How can we know that it’s better?
We can’t. Not with 100% confidence.
But we have already seen that it can make compelling character AI.
We saw it in our study at MIT. In a relatively large randomized experiment, kids interacted either with a human-teleoperated robot or one with autonomous behavior learned from previous teleoperation. Compared to a no-robot condition, the teleoperated robot and the autonomous robot programmed by machine learning elicited similar behavior from their human interaction partners. Curiously, when children were asked whether the robot was human-controlled or autonomous, approximately half in each condition thought it was human-controlled. If you’re familiar with the Turing Test, the popularly known test of the effectiveness of an artificial intelligence, you might recognize that the MIT study constitutes passing a certain narrow and social Turing Test.

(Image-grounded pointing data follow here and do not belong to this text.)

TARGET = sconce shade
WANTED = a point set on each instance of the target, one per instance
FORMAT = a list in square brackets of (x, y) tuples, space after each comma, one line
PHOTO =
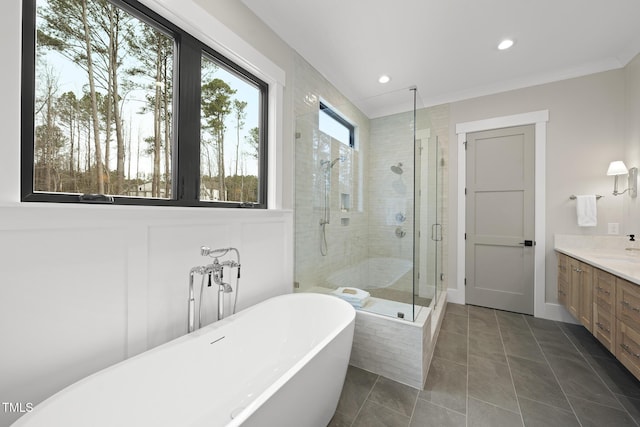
[(617, 168)]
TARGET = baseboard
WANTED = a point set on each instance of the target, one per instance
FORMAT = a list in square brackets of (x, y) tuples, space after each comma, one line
[(557, 312), (551, 311), (456, 296)]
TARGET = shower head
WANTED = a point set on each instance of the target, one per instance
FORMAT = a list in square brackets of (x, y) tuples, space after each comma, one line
[(397, 169), (341, 158), (330, 164)]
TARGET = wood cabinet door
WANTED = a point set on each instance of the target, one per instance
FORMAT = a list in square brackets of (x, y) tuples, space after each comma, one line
[(586, 296)]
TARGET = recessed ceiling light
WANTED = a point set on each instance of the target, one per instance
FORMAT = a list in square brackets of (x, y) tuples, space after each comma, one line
[(505, 44)]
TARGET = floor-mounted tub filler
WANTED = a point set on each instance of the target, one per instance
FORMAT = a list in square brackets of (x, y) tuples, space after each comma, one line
[(279, 363)]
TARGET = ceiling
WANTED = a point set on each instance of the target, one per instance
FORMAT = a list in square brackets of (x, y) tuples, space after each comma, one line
[(448, 48)]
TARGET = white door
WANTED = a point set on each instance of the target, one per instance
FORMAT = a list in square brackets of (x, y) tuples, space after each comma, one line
[(500, 219)]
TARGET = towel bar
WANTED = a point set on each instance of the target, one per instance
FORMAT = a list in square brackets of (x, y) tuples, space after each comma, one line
[(598, 197)]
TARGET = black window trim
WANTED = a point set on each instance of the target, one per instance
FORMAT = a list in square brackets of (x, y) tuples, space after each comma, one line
[(186, 118), (325, 108)]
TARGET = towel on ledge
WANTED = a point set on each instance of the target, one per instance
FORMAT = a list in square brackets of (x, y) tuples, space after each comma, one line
[(587, 210), (354, 296)]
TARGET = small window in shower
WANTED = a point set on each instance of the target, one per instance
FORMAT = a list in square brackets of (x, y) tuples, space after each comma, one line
[(333, 124)]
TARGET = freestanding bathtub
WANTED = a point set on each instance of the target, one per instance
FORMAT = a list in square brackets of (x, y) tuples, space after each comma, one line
[(279, 363)]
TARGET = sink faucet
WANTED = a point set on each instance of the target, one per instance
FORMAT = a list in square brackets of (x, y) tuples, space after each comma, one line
[(634, 244)]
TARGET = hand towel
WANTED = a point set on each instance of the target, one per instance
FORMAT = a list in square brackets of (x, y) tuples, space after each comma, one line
[(587, 210), (354, 296)]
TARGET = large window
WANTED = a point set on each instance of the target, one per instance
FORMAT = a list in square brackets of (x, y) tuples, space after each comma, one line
[(121, 106)]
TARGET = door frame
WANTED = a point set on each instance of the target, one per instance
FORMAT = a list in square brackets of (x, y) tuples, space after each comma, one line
[(539, 119)]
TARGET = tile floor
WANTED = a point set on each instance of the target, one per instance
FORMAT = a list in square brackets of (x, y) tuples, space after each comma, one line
[(500, 369)]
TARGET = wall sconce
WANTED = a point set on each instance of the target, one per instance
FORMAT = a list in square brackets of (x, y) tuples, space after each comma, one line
[(618, 168)]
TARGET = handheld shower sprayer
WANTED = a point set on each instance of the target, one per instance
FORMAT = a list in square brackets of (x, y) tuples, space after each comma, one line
[(215, 273)]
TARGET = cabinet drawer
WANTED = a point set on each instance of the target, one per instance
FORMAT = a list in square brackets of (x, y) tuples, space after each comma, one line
[(563, 267), (604, 289), (628, 348), (563, 291), (628, 303), (604, 324)]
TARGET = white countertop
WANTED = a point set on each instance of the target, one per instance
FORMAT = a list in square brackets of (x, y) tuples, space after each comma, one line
[(607, 253)]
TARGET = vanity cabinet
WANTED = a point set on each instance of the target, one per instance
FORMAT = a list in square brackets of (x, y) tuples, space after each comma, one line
[(628, 325), (575, 289), (563, 279), (604, 286), (607, 305)]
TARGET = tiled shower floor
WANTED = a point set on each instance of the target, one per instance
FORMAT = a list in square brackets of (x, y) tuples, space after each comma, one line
[(500, 369)]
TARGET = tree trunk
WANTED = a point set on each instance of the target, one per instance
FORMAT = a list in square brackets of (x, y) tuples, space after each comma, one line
[(94, 103)]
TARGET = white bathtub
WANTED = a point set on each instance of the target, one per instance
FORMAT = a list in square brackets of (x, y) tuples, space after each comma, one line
[(371, 273), (279, 363)]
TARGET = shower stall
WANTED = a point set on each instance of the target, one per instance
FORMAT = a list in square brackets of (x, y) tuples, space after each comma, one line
[(369, 201)]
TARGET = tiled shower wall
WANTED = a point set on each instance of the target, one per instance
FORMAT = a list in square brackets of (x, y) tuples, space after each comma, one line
[(346, 234), (392, 194), (376, 194)]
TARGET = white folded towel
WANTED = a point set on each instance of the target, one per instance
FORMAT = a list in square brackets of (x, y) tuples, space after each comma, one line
[(586, 210), (354, 296)]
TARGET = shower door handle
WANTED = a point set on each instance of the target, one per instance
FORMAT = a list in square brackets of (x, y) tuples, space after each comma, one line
[(436, 232)]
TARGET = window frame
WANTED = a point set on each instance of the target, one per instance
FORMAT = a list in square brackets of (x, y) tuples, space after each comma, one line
[(185, 161), (331, 112)]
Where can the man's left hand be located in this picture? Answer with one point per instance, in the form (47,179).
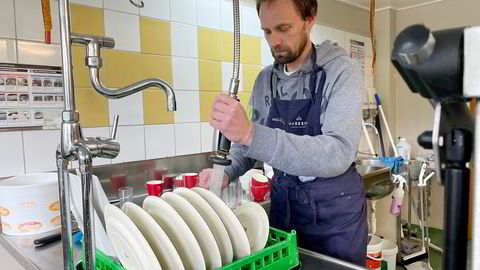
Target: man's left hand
(230,118)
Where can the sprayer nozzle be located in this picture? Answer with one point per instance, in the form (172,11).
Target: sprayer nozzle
(220,159)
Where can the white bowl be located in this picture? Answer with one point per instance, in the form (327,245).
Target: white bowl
(29,204)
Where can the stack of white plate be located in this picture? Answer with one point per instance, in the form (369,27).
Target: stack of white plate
(185,229)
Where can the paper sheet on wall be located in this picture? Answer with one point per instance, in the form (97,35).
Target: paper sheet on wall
(30,96)
(357,53)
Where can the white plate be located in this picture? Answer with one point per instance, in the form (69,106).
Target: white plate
(131,247)
(238,237)
(199,228)
(213,221)
(101,238)
(254,220)
(155,236)
(177,231)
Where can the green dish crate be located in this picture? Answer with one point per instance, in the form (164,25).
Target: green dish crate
(279,253)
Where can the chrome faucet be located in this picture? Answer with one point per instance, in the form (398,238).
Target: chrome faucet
(365,124)
(74,147)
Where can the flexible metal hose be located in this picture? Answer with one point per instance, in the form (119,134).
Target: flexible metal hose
(233,89)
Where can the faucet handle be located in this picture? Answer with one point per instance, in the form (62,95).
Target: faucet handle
(114,127)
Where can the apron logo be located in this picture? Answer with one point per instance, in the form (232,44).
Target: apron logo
(276,119)
(298,123)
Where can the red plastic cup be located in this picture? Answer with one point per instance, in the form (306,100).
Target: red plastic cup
(178,181)
(258,193)
(259,180)
(191,179)
(159,173)
(118,181)
(168,180)
(155,187)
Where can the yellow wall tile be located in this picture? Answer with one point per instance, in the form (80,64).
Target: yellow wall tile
(80,71)
(206,103)
(209,44)
(155,36)
(210,75)
(250,50)
(155,66)
(123,68)
(93,108)
(87,20)
(227,47)
(154,111)
(250,73)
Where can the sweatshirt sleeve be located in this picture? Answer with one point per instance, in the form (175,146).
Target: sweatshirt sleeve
(326,155)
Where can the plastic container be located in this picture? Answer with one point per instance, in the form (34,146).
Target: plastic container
(404,149)
(279,253)
(390,250)
(29,204)
(374,253)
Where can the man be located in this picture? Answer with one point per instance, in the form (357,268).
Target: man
(306,124)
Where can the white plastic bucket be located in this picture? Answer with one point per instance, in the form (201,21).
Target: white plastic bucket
(374,252)
(390,250)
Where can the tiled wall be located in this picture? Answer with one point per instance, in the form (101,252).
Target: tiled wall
(188,43)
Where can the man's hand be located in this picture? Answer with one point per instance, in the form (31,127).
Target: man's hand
(206,174)
(230,118)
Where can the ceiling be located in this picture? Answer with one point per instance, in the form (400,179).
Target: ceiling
(394,4)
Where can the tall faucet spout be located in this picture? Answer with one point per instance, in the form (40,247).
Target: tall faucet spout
(133,88)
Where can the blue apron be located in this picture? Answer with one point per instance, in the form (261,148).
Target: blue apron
(329,214)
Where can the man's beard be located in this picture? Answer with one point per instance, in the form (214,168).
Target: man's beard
(285,55)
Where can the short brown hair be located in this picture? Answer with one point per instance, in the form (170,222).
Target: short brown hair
(306,8)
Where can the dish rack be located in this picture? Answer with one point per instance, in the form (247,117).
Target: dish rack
(279,253)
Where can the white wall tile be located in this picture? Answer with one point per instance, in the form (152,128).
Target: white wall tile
(11,154)
(348,37)
(184,40)
(327,33)
(227,73)
(92,3)
(122,6)
(227,15)
(132,144)
(129,109)
(208,13)
(40,147)
(29,20)
(267,58)
(124,28)
(187,139)
(7,19)
(188,106)
(250,22)
(98,132)
(185,73)
(339,37)
(207,137)
(316,34)
(184,11)
(8,52)
(37,53)
(159,141)
(159,9)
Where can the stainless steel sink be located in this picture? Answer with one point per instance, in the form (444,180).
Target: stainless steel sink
(377,178)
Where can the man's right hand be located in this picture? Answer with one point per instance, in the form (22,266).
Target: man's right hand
(206,174)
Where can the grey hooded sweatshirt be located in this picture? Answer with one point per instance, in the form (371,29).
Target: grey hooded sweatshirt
(326,155)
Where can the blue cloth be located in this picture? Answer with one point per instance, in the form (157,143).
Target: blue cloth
(395,163)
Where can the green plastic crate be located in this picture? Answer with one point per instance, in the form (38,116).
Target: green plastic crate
(103,263)
(280,253)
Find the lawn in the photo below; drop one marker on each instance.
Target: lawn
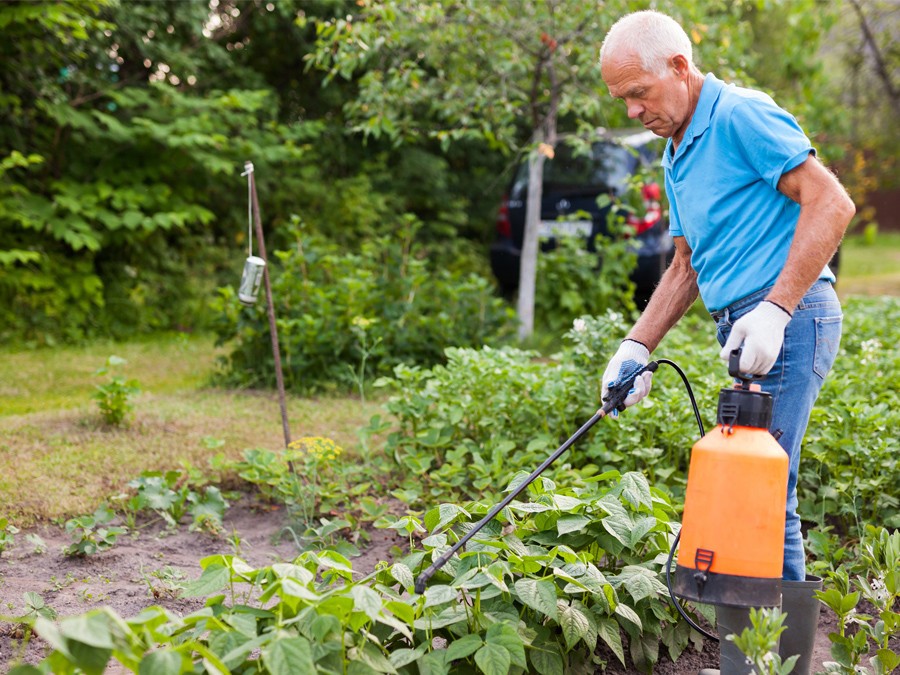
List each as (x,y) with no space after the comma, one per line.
(52,439)
(58,460)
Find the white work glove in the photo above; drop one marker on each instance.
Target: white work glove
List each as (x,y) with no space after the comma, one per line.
(762,333)
(630,356)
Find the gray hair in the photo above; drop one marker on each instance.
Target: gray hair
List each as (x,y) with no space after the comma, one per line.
(652,36)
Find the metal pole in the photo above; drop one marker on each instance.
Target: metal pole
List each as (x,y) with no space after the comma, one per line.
(273,330)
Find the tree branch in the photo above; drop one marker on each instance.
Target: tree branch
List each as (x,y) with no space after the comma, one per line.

Compelling character AI was achieved in another narrow Turing test in Unreal Tournament 2004, using a technique similar to learning from demonstration. BotPrize is a yearly academic competition for the bot that best passes as human. The 2012 winner was a bot by Jacob Schrum, Igor Karpov, and Risto Miikkulainen. It combined algorithmic optimization—which can result in markedly unnatural behavior that still achieves the specified goal— of its combat effectiveness with selective replay of recorded human behavior. Twenty-five human judges played alongside the Unreal-playing bots, repeatedly judging whether the other characters were human or artificial during combat. The bot by Schrum and colleagues was judged human more than 51.9% of the time. That percentage was just below the two human characters who were judged most human, at 53.3% and 52.2%. The algorithm is described here.
Lastly, in our playtesting of bots_alive, we also see compelling character AI created from observations of human puppetry.
The limitations of this puppetry-based approach are (1) sensing and encoding contextual information and (2) applying machine learning effectively. Both academia and industry are intensely researching how to improve those two limitations. Major strides have been made in the past 10 years, most notably through deep learning, and so it seems likely that further improvement is yet to come.
On the other hand, our ability to write down behavioral rules that encode authentic behavior with an illusion of life? If there’s a reason why that will improve meaningfully, I don’t see it.
Our bots_alive robot creatures will be the first big test of this technique we call learning from the wizard.
I encourage you to get a feel for it yourself. Check out our videos of playtesting and live demos. If you’re sufficiently intrigued, pledge to our Kickstarter campaign and get one or two robots for yourself.
With robots in hand, you can judge whether they constitute a step forward in organic, believable character AI.
* Note that authentic social interaction can occur between the character AI and a human or between two of the character AIs.
** For a wonderful technical overview of learning from demonstration for robots, see this paper.